2. The method for synthesizing butanone azide according to claim 1, characterized in that: The ammonia concentration is 20% to 30%.
3. The method for synthesizing butanone azide according to claim 1, characterized in that: The ammonia concentration is 25%–28%.
4. The method for synthesizing butanone azide according to claim 1, characterized in that: The catalyst is selected from at least one of formamide, acetamide, propionamide, and dimethylformamide.
5. The method for synthesizing butanone azide according to claim 1 or 4, characterized in that: The catalyst is formamide.
6. The method for synthesizing butanone azide according to claim 1, characterized in that: The nonionic surfactant is selected from one or more of polyoxyethylene lauryl ether, polyethylene glycol hexadecyl ether, and polyoxyethylene ether.
7. The method for synthesizing butanone azide according to claim 1, characterized in that: The nonionic surfactant is polyoxyethylene lauryl ether.
8. The method for synthesizing butanone azide according to claim 1, characterized in that: The reaction conditions in step (2) are as follows: the reaction temperature is 20-50℃ and the reaction time is 1-5h.

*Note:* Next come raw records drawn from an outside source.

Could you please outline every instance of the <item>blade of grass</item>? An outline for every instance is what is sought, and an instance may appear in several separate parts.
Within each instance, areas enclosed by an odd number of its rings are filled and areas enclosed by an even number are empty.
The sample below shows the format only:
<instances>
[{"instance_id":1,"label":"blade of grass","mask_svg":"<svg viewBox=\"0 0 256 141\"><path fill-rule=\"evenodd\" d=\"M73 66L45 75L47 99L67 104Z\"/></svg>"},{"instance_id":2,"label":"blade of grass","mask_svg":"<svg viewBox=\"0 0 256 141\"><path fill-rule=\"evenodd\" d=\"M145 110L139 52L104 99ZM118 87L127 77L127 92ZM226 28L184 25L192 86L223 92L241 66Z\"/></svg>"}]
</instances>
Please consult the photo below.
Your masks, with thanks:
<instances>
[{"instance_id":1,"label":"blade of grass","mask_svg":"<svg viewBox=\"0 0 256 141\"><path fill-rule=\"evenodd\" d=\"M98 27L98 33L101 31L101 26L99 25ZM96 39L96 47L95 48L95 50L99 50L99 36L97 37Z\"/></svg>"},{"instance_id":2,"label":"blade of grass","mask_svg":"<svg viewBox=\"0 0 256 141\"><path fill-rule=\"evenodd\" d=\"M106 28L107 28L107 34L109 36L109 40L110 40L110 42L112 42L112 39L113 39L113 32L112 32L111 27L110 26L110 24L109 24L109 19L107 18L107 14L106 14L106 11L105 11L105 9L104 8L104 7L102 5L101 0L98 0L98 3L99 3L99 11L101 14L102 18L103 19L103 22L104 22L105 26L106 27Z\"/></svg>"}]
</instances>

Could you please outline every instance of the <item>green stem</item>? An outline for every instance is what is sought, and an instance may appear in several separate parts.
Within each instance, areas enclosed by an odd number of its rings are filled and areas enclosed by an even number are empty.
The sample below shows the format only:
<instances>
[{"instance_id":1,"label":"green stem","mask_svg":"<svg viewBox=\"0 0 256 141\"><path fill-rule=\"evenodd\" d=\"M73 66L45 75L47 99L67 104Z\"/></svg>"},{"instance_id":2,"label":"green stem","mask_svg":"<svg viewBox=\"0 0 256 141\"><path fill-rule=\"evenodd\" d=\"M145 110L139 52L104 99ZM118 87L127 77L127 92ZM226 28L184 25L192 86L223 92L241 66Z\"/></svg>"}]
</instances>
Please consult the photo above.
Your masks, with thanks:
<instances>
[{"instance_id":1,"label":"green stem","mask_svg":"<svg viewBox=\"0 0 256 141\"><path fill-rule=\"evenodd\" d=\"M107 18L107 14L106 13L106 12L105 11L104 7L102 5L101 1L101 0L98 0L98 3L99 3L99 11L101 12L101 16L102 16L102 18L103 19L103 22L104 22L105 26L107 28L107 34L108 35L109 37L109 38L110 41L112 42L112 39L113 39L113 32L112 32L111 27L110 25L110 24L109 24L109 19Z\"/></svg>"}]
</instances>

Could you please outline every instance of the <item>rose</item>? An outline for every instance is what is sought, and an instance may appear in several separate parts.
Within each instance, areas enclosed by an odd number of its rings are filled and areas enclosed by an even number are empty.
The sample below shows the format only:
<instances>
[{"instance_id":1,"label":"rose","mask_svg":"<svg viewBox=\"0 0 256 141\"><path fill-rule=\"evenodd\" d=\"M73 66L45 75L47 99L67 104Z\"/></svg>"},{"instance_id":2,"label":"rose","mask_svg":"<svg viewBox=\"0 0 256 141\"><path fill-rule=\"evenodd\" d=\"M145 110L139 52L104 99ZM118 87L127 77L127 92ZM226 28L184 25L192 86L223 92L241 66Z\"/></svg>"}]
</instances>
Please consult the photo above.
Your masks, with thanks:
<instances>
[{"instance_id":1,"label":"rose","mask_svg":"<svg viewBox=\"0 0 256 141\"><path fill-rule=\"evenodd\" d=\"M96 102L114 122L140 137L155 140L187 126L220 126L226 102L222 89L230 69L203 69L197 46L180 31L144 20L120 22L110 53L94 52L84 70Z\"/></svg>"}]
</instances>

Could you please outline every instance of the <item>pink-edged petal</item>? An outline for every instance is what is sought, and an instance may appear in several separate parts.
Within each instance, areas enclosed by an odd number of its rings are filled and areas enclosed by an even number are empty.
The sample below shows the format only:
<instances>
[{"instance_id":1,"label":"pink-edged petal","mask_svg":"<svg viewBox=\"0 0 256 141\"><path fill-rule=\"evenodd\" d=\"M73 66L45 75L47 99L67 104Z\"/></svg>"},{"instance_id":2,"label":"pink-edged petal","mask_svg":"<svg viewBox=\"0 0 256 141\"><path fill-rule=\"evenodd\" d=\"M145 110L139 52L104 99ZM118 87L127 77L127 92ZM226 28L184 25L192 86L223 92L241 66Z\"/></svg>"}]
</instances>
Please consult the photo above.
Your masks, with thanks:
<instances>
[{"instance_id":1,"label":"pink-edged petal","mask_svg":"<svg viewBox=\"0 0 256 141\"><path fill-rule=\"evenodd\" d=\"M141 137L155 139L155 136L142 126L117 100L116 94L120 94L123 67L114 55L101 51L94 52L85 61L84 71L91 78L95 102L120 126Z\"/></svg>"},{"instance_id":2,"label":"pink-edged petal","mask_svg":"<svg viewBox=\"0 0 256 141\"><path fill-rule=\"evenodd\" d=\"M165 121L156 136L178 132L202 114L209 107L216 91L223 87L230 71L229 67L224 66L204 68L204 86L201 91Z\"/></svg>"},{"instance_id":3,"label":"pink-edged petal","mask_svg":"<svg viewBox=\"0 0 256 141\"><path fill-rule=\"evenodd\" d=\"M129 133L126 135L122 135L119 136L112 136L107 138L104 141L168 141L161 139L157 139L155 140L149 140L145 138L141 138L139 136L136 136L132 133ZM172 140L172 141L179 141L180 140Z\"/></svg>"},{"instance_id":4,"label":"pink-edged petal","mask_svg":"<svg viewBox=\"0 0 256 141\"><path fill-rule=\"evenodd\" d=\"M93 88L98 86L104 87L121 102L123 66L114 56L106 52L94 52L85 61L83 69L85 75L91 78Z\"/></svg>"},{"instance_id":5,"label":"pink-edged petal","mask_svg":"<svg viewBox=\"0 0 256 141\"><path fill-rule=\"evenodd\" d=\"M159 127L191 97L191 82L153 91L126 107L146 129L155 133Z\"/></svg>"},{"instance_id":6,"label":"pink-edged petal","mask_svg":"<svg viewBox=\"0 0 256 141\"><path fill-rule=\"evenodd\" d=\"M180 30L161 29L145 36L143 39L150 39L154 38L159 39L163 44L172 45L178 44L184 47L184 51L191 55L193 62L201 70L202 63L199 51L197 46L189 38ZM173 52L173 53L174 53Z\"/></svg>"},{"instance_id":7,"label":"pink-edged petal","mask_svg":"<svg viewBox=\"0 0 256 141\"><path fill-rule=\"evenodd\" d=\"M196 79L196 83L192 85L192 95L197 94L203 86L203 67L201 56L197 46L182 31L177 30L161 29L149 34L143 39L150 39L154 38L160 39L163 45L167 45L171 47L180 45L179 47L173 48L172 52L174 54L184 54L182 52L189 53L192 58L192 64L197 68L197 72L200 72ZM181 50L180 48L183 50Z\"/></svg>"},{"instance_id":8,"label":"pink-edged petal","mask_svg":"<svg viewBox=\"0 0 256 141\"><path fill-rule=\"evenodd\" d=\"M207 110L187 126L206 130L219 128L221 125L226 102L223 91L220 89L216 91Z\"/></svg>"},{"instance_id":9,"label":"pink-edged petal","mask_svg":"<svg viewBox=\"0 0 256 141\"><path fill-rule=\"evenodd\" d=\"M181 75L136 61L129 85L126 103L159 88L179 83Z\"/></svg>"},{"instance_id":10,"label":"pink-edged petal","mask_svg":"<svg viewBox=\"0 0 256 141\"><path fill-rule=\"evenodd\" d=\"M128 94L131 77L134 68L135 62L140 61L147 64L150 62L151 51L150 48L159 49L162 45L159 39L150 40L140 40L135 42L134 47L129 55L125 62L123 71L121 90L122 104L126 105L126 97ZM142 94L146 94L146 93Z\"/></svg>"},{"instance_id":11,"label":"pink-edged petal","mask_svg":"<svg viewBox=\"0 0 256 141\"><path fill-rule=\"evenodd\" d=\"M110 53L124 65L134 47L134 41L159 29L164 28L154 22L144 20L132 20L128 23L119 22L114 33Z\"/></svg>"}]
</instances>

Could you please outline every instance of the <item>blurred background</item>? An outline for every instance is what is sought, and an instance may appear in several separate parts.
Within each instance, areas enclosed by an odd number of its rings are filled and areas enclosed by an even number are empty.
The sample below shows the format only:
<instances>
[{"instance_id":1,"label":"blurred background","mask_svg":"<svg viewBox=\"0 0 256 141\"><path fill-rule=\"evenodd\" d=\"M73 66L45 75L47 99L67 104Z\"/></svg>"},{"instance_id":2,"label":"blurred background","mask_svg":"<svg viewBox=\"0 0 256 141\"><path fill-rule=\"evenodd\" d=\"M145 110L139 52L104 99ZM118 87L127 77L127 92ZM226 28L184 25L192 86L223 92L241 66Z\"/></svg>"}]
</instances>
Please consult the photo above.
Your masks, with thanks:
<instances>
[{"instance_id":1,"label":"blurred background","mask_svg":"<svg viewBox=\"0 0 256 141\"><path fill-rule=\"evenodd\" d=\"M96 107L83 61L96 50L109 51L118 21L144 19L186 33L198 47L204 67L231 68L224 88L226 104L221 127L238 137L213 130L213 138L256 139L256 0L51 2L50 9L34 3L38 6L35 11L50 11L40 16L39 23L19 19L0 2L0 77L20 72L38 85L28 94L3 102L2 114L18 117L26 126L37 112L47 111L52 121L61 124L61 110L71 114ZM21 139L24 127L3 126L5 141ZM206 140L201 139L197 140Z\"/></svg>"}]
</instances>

9. The method for synthesizing butanone azide according to claim 1, characterized in that: The reaction conditions in step (2) are as follows: the reaction temperature is 30-40℃ and the reaction time is 1-5h.

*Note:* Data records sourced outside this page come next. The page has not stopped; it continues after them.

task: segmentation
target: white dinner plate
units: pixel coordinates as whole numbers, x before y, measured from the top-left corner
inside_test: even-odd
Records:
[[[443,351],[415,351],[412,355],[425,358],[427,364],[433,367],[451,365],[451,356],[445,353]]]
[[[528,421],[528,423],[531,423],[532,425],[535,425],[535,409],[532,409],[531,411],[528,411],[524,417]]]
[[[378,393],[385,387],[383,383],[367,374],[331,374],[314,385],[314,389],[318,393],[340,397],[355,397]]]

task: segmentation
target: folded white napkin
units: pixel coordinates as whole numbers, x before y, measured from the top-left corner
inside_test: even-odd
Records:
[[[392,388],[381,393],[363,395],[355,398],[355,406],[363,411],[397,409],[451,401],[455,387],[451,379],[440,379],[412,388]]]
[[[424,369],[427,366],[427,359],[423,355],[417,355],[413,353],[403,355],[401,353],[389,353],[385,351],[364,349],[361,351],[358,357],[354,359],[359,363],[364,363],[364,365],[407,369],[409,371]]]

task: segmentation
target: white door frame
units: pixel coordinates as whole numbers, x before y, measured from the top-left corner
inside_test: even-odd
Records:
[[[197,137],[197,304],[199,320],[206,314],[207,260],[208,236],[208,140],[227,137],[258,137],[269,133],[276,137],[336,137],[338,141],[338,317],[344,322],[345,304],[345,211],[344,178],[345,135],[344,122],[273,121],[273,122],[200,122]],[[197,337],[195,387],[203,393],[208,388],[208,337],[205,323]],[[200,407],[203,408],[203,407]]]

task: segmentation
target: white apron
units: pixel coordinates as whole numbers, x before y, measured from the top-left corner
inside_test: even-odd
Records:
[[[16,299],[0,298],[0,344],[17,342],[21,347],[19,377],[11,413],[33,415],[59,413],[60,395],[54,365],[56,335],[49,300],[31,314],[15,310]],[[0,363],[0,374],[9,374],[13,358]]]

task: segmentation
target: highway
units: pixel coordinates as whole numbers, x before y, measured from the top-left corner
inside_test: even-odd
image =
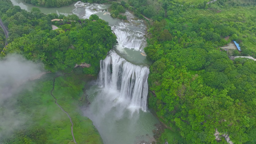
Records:
[[[4,34],[5,35],[5,47],[6,47],[8,44],[7,44],[7,38],[8,38],[8,31],[7,30],[5,26],[3,25],[3,22],[2,22],[2,20],[0,18],[0,25],[1,25],[1,27],[2,27],[4,32]]]

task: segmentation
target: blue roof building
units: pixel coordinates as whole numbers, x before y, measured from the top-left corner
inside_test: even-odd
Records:
[[[233,41],[235,43],[235,45],[236,46],[236,48],[237,48],[237,49],[238,49],[238,50],[241,51],[241,49],[240,49],[240,47],[239,46],[239,44],[238,44],[235,41],[233,40]]]

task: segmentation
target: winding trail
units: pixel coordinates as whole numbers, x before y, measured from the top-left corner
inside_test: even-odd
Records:
[[[4,34],[5,35],[5,47],[6,47],[6,46],[7,46],[7,38],[8,38],[8,30],[6,28],[6,27],[3,25],[3,23],[2,22],[2,20],[0,18],[0,25],[1,25],[1,27],[2,27],[3,32],[4,32]]]
[[[71,72],[73,72],[73,71]],[[70,72],[70,73],[71,73]],[[68,73],[65,73],[64,74],[64,75],[66,74],[68,74]],[[51,96],[54,98],[54,99],[55,100],[55,104],[56,105],[58,105],[58,106],[59,106],[59,107],[60,107],[60,108],[61,108],[61,109],[62,110],[62,111],[63,111],[64,112],[65,112],[67,115],[68,116],[68,117],[69,117],[69,120],[70,121],[70,122],[71,123],[71,134],[72,134],[72,136],[73,137],[73,141],[74,142],[74,143],[75,143],[75,144],[77,144],[76,143],[76,141],[75,141],[75,139],[74,138],[74,133],[73,132],[73,122],[72,121],[72,120],[71,119],[71,117],[70,117],[70,116],[69,115],[69,114],[67,112],[66,112],[66,111],[65,111],[63,108],[62,108],[57,102],[57,98],[54,96],[53,96],[53,94],[52,94],[52,92],[53,91],[53,90],[54,90],[54,85],[55,85],[55,79],[59,76],[61,76],[61,75],[59,75],[59,76],[56,76],[54,78],[53,78],[53,83],[52,84],[52,89],[51,89],[51,91],[50,91],[50,94],[51,95]]]

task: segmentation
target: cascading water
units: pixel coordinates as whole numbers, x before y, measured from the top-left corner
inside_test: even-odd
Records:
[[[31,10],[35,7],[22,0],[11,0],[22,9]],[[146,111],[150,62],[143,52],[146,43],[143,36],[146,26],[128,12],[125,14],[129,23],[111,17],[105,13],[109,6],[78,1],[74,6],[38,8],[45,13],[58,13],[57,9],[65,15],[73,12],[82,19],[96,14],[109,22],[118,43],[100,62],[98,84],[86,90],[90,104],[84,109],[85,115],[93,121],[105,144],[150,144],[155,140],[154,124],[159,122]]]
[[[111,29],[117,37],[119,45],[135,50],[143,51],[146,46],[144,34],[136,29],[131,30],[124,23],[113,25]]]
[[[100,61],[98,82],[100,87],[118,90],[120,98],[130,101],[131,110],[141,108],[145,111],[149,73],[148,68],[128,62],[112,51]]]
[[[152,130],[158,121],[147,110],[149,71],[143,52],[146,26],[129,12],[129,23],[111,18],[105,11],[106,5],[78,2],[75,6],[73,12],[81,18],[96,13],[108,22],[118,41],[100,61],[98,84],[86,91],[90,104],[85,115],[92,120],[104,144],[152,142]]]

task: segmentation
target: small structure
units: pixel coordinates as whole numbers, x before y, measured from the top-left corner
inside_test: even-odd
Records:
[[[239,44],[238,44],[235,41],[233,40],[234,43],[235,43],[235,46],[236,46],[236,48],[237,48],[237,49],[239,51],[241,51],[241,49],[240,49],[240,47],[239,46]]]

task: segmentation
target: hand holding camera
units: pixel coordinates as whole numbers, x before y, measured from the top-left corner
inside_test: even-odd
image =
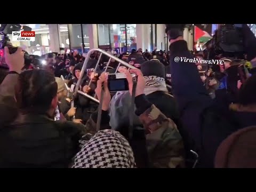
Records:
[[[130,69],[125,70],[125,74],[126,76],[127,81],[129,86],[129,91],[132,95],[132,86],[133,86],[133,76],[131,74],[135,74],[137,76],[137,86],[135,92],[135,97],[144,94],[144,89],[146,86],[146,82],[143,77],[143,74],[140,69]]]
[[[102,110],[107,111],[109,107],[109,103],[111,100],[111,95],[108,87],[107,83],[108,73],[103,72],[101,74],[97,81],[97,87],[95,90],[95,93],[97,95],[98,99],[100,101],[101,93],[102,90],[102,84],[104,89],[104,97],[102,102]]]
[[[85,85],[83,87],[83,91],[85,93],[88,93],[91,91],[91,87],[88,85]]]
[[[19,74],[21,73],[25,64],[24,54],[21,47],[18,47],[17,50],[13,53],[9,51],[8,47],[4,47],[4,57],[10,71],[16,71]]]

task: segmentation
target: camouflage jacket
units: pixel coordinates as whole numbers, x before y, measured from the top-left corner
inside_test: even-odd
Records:
[[[153,167],[185,167],[185,149],[182,138],[175,123],[154,105],[139,116],[146,130],[146,143],[149,161]],[[93,119],[97,119],[96,117]],[[91,118],[87,127],[96,127]],[[107,121],[101,122],[101,129],[110,129]],[[92,130],[81,141],[84,145],[95,133]]]
[[[154,105],[140,115],[147,132],[147,147],[154,167],[185,167],[182,139],[176,125]]]

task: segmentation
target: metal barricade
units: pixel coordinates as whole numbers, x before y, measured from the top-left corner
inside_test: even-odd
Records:
[[[118,67],[119,67],[122,65],[123,65],[123,66],[127,67],[128,68],[130,68],[130,69],[137,69],[137,68],[132,66],[132,65],[130,65],[130,64],[129,64],[128,63],[126,62],[125,61],[124,61],[121,60],[120,59],[117,58],[116,57],[115,57],[115,56],[111,55],[111,54],[110,54],[110,53],[108,53],[108,52],[106,52],[103,50],[102,50],[100,49],[96,48],[96,49],[93,49],[90,50],[89,52],[88,52],[88,53],[87,54],[87,57],[85,58],[85,60],[84,60],[84,65],[83,65],[83,67],[82,67],[81,71],[80,73],[80,76],[79,77],[77,83],[76,84],[76,89],[75,89],[75,94],[76,94],[78,93],[81,94],[82,94],[82,95],[84,95],[84,96],[93,100],[94,101],[99,103],[100,102],[99,102],[99,100],[98,100],[97,99],[94,98],[93,97],[92,97],[91,95],[90,95],[89,94],[88,94],[87,93],[84,93],[83,91],[79,91],[79,86],[80,86],[80,85],[82,83],[82,78],[83,76],[84,76],[84,71],[85,71],[85,69],[86,68],[87,64],[88,63],[88,61],[90,59],[90,55],[92,53],[93,53],[94,51],[98,51],[98,52],[101,53],[100,55],[100,57],[99,58],[99,59],[98,60],[97,63],[96,64],[96,66],[95,67],[95,70],[96,70],[97,67],[99,66],[99,63],[100,62],[100,59],[101,59],[102,54],[105,54],[105,55],[108,56],[109,58],[108,63],[107,64],[107,66],[106,66],[106,69],[105,69],[105,71],[108,69],[108,66],[109,65],[109,63],[111,62],[111,59],[113,59],[117,61],[117,62],[119,62]],[[118,69],[118,68],[117,68],[117,69]],[[116,71],[116,73],[117,71],[117,70]],[[91,79],[91,80],[89,82],[89,86],[90,86],[91,85],[91,84],[92,83],[92,79]]]

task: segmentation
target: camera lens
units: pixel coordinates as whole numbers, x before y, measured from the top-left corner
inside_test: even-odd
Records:
[[[109,80],[113,80],[116,79],[116,75],[111,75],[108,76]]]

10. The method for synthesizing butanone azide according to claim 1, characterized in that: The oxidant in step (2) is a hydrogen peroxide solution containing disodium EDTA; the concentration of the hydrogen peroxide solution is 27.5% to 30%; the content of disodium EDTA in the hydrogen peroxide solution containing disodium EDTA is 0.1 to 1.0 g / mol of hydrogen peroxide.
11. The method for synthesizing butanone azide according to claim 10, characterized in that: The content of disodium EDTA in the hydrogen peroxide solution is 0.3–0.5 g / mol of hydrogen peroxide.

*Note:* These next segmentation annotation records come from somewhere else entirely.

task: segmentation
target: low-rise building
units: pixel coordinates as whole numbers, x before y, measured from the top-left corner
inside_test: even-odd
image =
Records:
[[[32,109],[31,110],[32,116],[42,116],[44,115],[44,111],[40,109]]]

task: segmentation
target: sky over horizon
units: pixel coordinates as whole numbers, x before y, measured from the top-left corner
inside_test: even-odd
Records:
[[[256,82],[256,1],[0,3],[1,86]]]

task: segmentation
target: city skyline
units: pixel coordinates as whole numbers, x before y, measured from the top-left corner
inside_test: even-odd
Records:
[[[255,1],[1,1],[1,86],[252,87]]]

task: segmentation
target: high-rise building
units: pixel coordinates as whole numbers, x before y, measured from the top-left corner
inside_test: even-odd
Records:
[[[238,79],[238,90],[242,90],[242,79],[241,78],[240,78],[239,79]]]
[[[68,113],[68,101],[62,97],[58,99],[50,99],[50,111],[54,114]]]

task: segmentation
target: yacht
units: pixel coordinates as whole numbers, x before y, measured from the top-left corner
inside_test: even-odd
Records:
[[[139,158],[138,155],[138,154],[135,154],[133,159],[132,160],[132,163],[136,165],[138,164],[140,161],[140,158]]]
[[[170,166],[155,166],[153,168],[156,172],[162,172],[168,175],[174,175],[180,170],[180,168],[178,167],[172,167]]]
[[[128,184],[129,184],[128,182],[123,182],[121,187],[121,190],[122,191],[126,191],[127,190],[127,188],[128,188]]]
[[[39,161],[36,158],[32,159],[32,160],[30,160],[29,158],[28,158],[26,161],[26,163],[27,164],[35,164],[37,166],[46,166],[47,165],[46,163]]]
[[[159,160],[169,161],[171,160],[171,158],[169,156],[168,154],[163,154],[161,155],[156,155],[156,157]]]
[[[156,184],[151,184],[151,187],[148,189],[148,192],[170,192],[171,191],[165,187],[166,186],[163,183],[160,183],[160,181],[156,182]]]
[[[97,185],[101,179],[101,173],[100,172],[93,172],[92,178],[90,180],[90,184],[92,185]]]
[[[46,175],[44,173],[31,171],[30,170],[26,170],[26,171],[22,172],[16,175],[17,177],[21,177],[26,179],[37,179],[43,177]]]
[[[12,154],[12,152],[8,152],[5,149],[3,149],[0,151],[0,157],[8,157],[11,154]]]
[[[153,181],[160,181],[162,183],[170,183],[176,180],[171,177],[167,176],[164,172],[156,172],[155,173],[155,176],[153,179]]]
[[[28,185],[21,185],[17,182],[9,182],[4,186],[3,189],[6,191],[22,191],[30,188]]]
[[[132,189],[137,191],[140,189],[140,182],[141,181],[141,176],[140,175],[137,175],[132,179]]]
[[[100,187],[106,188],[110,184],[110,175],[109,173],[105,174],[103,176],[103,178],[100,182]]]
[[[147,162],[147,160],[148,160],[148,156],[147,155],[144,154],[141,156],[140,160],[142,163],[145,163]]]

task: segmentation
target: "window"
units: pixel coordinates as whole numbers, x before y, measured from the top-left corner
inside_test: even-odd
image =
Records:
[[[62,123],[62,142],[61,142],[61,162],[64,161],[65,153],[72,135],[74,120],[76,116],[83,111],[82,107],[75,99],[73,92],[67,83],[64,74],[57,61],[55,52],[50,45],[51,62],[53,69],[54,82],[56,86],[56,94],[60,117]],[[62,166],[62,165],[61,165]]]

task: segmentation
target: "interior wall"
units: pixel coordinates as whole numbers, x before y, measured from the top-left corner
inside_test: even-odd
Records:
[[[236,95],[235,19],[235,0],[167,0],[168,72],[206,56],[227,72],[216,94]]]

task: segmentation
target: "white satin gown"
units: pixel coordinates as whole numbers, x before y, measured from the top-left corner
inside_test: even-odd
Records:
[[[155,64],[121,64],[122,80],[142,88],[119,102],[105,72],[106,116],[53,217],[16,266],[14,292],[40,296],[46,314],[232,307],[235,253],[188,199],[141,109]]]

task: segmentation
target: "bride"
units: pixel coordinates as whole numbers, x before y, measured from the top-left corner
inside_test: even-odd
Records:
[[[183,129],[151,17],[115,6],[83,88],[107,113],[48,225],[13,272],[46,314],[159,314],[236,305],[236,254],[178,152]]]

12. The method for synthesizing butanone azide according to claim 1, characterized in that: The separation solvent in step (3) is an organic solvent, which is one or more of cyclohexane, n-hexane, toluene, and xylene.
13. The method for synthesizing butanone azide according to claim 1, characterized in that: The separation solvent in step (3) is xylene.
14. The method for synthesizing butanone azide according to claim 1, characterized in that: The molar ratio of methyl ethyl ketone (MEK) to hydrogen peroxide is 3–5:
1.
15. The method for synthesizing butanone azide according to claim 1, characterized in that: The molar ratio of ammonia to hydrogen peroxide is 2 to 4:
1.
16. The method for synthesizing butanone azide according to claim 1, characterized in that: The molar ratio of formamide to hydrogen peroxide is 2 to 4:1.